TOMLE ransomware is designed to encrypt your personal files and personal documents. TOMLE ransomware requests bitcoin cryptocurrency to recover the encrypted files. The ransom charge varies from different versions of the TOMLE ransomware.
TOMLE ransomware encrypts files on your computer and adds a string of unique characters to the extension of the encrypted files. For example, image.jpg becomes image.jpg.TOMLE
The decrypt text-file with instructions is placed on the Windows desktop: DECRYPT-FILES.txt
In most cases, it is not possible to recover the files encrypted by TOMLE ransomware without the intervention of the Ransomware developers.
The only way to recover files infected by TOMLE ransomware is to pay the ransomware developers. Sometimes it is possible to recover your files but this is only possible when the ransomware developers made a flaw in their encryption software, which unfortunately doesn’t occur frequently.
I do not recommend paying for the TOMLE ransomware, instead, make sure you have a valid FULL back-up of Windows and restore it immediately.
Having said that there are no tools at this moment to restore your encrypted personal files or documents that are encrypted by the TOMLE ransomware. Although you might want to try to restore encrypted files. In more sophisticated ransomware the decryption key used to recover your files is server-side meaning the decryption key is only available from the ransomware developers. In order to remove the file that downloaded the ransomware files to your computer, you can remove the TOMLE ransomware file with Malwarebytes. Malwarebytes instructions to remove TOMLE ransomware files can be found in this instruction.

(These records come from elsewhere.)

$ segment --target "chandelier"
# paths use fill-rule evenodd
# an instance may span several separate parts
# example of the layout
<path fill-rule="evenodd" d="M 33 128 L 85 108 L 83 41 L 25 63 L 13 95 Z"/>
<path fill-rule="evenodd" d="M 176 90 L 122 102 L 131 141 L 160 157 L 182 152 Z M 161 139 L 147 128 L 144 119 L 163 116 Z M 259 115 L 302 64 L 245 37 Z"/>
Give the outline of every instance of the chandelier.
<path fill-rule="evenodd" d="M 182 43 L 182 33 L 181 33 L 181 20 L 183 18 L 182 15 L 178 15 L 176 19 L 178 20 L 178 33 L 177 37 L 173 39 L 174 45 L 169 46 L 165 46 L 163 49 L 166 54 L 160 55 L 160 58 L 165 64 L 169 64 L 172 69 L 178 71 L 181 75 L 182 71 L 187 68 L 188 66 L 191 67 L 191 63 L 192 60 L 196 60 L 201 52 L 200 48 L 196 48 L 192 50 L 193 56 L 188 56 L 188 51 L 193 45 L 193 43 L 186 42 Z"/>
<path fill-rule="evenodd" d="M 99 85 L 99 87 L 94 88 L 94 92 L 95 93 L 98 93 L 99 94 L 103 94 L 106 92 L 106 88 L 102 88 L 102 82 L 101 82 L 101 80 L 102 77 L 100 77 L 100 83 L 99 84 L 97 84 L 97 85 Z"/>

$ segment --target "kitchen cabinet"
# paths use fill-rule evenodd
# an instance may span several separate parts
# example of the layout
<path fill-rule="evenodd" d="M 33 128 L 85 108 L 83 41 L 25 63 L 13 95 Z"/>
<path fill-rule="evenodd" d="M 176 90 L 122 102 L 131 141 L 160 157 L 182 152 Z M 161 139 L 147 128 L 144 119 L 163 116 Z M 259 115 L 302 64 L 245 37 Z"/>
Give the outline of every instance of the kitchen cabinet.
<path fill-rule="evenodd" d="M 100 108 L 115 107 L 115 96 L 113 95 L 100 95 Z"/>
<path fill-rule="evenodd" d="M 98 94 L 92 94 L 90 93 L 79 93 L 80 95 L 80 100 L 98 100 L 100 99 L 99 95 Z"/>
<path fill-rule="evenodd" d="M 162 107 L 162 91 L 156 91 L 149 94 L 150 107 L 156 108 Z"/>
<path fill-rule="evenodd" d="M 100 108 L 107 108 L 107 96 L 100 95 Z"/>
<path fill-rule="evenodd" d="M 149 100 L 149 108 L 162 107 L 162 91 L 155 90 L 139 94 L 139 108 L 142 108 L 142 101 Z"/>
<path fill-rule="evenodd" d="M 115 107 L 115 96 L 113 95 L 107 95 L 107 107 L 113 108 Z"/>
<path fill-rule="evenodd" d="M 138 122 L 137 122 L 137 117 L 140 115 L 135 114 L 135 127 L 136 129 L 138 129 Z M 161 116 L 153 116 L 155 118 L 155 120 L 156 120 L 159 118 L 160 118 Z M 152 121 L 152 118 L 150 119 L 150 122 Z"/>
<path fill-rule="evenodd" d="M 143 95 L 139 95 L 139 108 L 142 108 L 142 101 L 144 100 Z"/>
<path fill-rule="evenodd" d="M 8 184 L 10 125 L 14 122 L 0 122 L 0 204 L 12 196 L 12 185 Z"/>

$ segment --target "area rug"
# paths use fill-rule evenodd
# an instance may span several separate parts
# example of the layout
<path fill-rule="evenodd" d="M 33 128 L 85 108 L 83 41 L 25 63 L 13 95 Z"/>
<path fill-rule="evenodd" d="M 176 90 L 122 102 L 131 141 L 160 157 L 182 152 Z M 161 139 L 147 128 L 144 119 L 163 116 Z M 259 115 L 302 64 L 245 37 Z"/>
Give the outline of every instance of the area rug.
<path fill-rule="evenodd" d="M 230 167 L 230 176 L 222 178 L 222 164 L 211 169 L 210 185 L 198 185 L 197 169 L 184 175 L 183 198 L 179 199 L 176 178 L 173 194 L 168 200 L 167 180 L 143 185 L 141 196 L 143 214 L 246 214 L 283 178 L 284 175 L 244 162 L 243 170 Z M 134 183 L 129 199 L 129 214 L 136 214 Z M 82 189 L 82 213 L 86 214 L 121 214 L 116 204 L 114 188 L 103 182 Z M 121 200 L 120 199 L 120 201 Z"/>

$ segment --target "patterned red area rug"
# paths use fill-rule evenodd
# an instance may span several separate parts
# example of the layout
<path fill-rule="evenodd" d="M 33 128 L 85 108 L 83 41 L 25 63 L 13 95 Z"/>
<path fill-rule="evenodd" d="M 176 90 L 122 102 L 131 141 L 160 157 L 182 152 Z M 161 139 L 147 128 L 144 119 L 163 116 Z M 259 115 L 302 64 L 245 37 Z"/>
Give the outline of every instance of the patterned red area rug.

Try to decrypt files using online tools
You can try to restore your encrypted files using the ID Ransomware decrypt tools. In order, to proceed you need to upload one of the encrypted files and identify the ransomware that infected your computer and encrypted your files.
If a TOMLE ransomware decryption tool is available on the NoMoreRansom site, the decryption information will show you how to proceed. Unfortunately, this almost never works out. Worth the try.
Note: Malwarebytes will not restore or recover your encrypted files, it does, however, remove the TOMLE virus file that infected your computer with the TOMLE ransomware and downloaded the ransomware file to your computer, this is known as the payload file.
It is important to remove the ransomware file if you are not reinstalling Windows, by doing so you will prevent your computer from another ransomware infection.
Once completed, review the TOMLE ransomware detections.
Click Quarantine to continue.
Reboot Windows after all the detections are moved to quarantine.
You have now successfully removed TOMLE Ransomware file from your device.
Remove malware with Sophos HitmanPRO
In this second malware removal step, we will start a second scan to make sure there are no malware remnants left on your computer. HitmanPRO is a cloud scanner that scans every active file for malicious activity on your computer and sends it to the Sophos cloud for detection. In the Sophos cloud both Bitdefender antivirus and Kaspersky antivirus scan the file for malicious activities.